The U.S. secretary of transportation said late Thursday that he has reached a final deal with the major stakeholders on financing the second phase of Metro’s Dulles rail line.
The resulting memorandum codifies how partners in the project will pay for the second phase of the Dulles line, which will extend rail service from Reston to Dulles International Airport and Loudoun.
The project, estimated to cost at least $2.8 billion, will be paid for with contributions from all the major stakeholders.
“I’m on cloud nine,” LaHood said. “After months of very hard work with an extraordinary group of people from the counties, Metro and MWAA, we have put together what I believe is one of the best agreements for taxpayers.”
The deal still needs the approval of the stakeholders’ governing boards. But federal transportation officials said they expect that to occur before the end of the year.
The most important part of the deal is that LaHood’s office agreed to provide federal loan assistance to help Fairfax, Loudoun and the airports authority finance their investment in the project.
LaHood said Virginia Gov. Robert F. McDonnell (R) also agreed to bring $150 million to the table to help finance the project.

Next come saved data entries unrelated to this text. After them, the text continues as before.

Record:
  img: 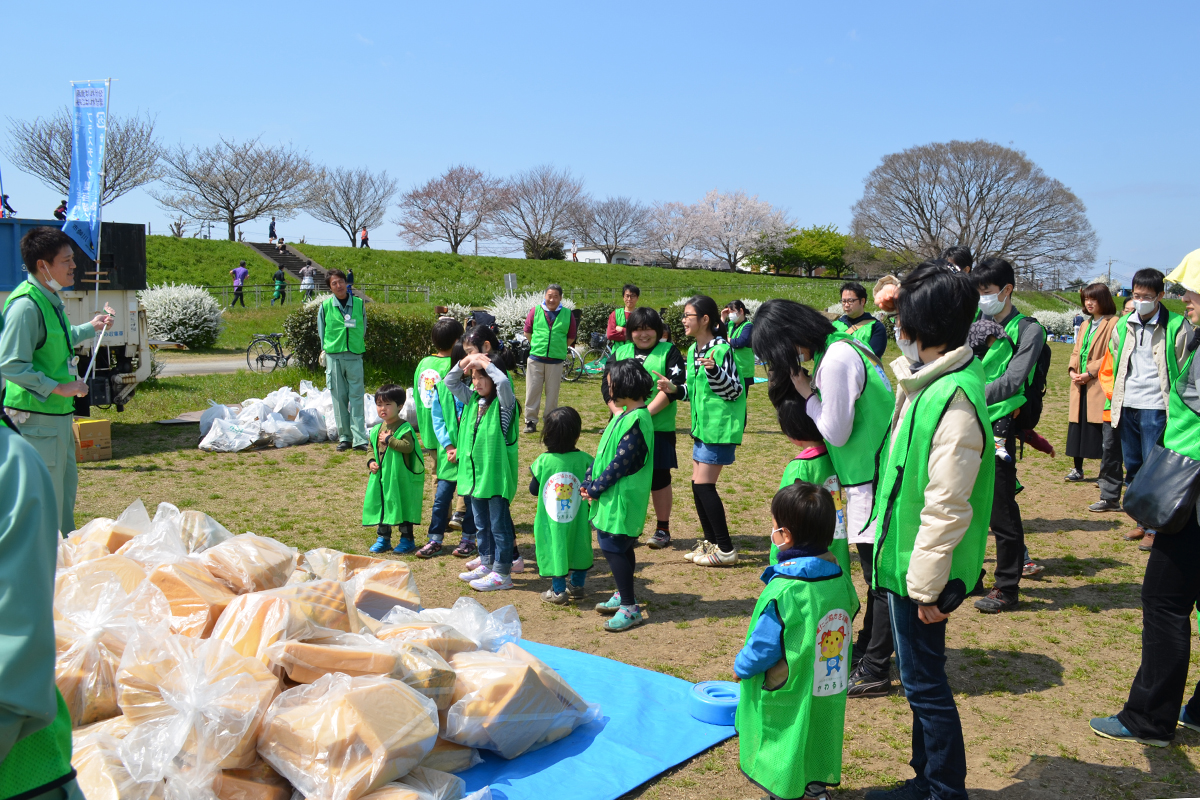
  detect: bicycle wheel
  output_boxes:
[247,339,278,373]
[580,347,606,377]
[562,351,582,382]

“I’m really pleased we were able to keep the project under $3 billion and that we were able to put some additional federal dollars into the project,” LaHood said. “Virginia realized this project is important to Northern Virginia and most important to the region.”

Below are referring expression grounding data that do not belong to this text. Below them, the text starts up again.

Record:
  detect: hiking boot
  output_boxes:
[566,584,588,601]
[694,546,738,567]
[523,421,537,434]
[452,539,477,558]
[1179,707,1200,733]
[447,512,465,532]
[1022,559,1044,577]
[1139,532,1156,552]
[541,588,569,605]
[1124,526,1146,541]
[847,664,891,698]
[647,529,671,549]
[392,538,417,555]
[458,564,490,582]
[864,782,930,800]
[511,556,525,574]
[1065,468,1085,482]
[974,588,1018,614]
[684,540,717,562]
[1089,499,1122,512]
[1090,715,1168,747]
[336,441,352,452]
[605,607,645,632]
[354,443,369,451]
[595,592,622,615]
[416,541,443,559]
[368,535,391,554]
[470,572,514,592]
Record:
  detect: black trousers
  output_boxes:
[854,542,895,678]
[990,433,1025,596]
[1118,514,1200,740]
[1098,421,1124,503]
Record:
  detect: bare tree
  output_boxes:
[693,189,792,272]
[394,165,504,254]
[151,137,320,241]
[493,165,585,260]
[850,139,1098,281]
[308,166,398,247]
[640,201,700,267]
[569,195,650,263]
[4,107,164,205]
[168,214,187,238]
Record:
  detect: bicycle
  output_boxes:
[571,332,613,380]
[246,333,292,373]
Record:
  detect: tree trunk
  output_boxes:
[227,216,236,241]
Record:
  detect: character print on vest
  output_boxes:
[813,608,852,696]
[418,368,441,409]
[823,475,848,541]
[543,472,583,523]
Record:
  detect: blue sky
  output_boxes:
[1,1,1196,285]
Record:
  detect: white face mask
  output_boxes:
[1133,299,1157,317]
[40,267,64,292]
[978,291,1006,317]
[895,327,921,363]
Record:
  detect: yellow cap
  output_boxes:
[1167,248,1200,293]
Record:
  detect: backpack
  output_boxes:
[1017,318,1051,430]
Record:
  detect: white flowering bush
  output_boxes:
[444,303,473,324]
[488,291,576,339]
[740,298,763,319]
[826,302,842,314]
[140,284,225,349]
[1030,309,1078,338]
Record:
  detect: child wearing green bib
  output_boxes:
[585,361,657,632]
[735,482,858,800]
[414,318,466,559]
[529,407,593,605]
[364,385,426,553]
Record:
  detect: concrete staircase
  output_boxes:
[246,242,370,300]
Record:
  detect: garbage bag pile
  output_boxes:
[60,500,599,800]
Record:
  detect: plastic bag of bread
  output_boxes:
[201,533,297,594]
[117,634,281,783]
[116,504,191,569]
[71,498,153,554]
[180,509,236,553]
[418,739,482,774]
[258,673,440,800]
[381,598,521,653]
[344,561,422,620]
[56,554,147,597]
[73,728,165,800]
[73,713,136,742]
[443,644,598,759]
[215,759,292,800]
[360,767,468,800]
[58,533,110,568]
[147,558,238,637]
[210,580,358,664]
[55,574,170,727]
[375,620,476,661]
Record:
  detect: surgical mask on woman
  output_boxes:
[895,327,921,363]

The state and federal money, officials said, will reduce the amount that users of the Dulles Toll Road will have to contribute, although it remained unclear how much tolls will increase. Some toll revenue is being used to help pay for the rail line.

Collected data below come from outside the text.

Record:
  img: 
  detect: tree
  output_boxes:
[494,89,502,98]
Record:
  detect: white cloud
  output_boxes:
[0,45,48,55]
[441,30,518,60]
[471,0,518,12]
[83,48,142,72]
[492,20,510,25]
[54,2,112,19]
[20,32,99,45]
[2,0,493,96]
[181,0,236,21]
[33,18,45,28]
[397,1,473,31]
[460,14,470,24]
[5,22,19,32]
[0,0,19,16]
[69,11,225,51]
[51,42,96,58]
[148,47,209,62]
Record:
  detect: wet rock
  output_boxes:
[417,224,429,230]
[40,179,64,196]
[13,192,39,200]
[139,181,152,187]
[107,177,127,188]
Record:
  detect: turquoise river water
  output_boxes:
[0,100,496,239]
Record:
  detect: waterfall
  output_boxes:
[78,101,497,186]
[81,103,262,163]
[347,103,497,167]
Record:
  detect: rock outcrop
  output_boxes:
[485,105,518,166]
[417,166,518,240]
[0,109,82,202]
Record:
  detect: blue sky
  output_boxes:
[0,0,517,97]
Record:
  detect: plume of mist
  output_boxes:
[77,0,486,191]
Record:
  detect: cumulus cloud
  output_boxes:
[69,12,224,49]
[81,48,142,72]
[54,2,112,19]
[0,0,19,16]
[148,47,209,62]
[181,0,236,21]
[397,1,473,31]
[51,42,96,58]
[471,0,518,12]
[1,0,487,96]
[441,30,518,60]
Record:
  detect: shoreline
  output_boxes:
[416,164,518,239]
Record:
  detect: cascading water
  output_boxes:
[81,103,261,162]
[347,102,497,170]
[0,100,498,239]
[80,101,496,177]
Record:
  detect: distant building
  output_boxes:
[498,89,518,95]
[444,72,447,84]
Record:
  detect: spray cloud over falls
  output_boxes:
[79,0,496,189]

The Dulles rail line will run for 23 miles. The first phase, 11.5 miles, is under construction and is scheduled for completion in December 2013. It runs through Tysons Corner to Wiehle Avenue.
Funding of the second phase was up in the air for months.
The airports authority and local politicians also had argued over whether the station at Dulles Airport should be built below ground, at a higher price, or above ground, for less. They ultimately agreed to put the station above ground, a decision that is expected to save more than$400 million.
This summer, LaHood stepped into the negotiations. He and his top-level staff spent about five months in negotiations with the stakeholders. The deal reached Thursday also solidifies most of the other elements the players had agreed to earlier.
Fairfax and Loudoun plan to seek public-private partnerships to help pay for building parking garages.
Fairfax will seek a similar deal to build the Route 28 station.